Problem 175
Fractions involving the number of different ways a number can be expressed as a sum of powers of 2
Define $f(0)=1$ and $f(n)$ to be the number of ways to write $n$ as a sum of powers of $2$ where no power occurs more than twice.

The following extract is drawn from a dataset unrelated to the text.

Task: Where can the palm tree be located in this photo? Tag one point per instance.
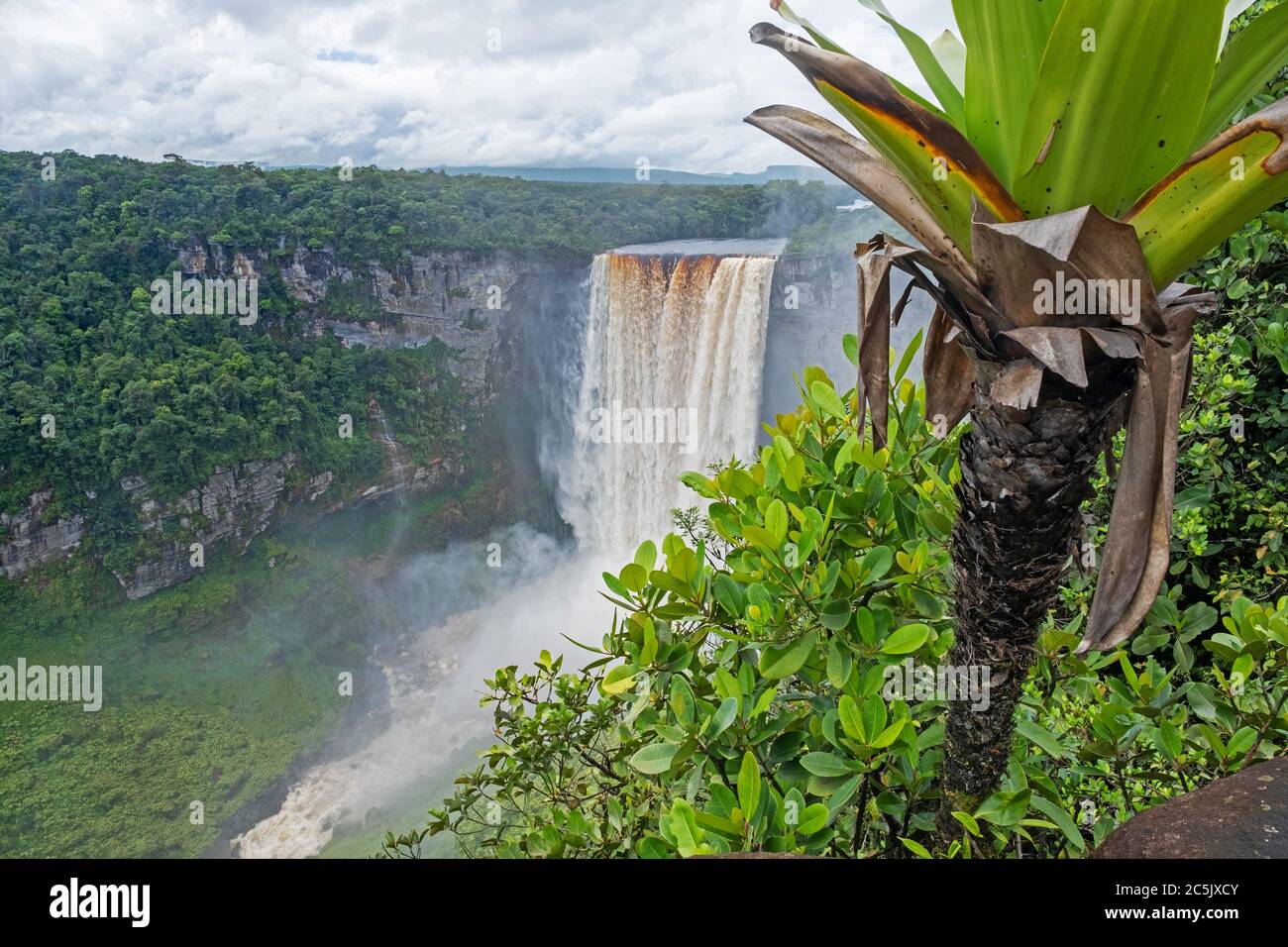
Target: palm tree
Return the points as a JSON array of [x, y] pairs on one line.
[[1076, 163]]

For example, $f(10)=5$ since there are five different ways to express $10$:
$10 = 8+2 = 8+1+1 = 4+4+2 = 4+2+2+1+1 = 4+4+1+1$
It can be shown that for every fraction $p/q (p>0, q>0)$ there exists at least one integer $n$ such that $f(n)/f(n-1)=p/q$.
For instance, the smallest $n$ for which $f(n)/f(n-1)=13/17$ is $241$.
The binary expansion of $241$ is $11110001$.
Reading this binary number from the most significant bit to the least significant bit there are $4$ one’s, $3$ zeroes and $1$ one. We shall call the string $4,3,1$ the Shortened Binary Expansion of $241$.
Find the Shortened Binary Expansion of the smallest $n$ for which
$f(n)/f(n-1)=123456789/987654321$.
Give your answer as comma separated integers, without any whitespaces.
与幂和表示有关的分数
记$f(0)=1$,$f(n)$为将$n$写成$2$的幂次的和且任意幂次出现不超过两次的方式数。
例如,$f(10)=5$,因为$10$恰好有$5$种不同的表示方式:
$10 = 8+2 = 8+1+1 = 4+4+2 = 4+2+2+1+1 = 4+4+1+1$
对于任意分数$p/q$(其中整数$p>0$,整数$q>0$),我们都能找到至少一个整数$n$,使得$f(n)/f(n-1)=p/q$。
例如,使得$f(n)/f(n-1)=13/17$的最小的$n$是$241$。
$241$的二进制表示为$11110001$。
从左往右读这个二进制串我们得到$4$个$1$,$3$个$0$,再$1$个$1$。因此,我们称数字串$4,3,1$是$241$的简式二进制表示。
找出满足下式的最小的$n$的简式二进制表示:
$f(n)/f(n-1)=123456789/987654321$.
你的答案应当用半角逗号“,”隔开各个整数,且没有任何空格。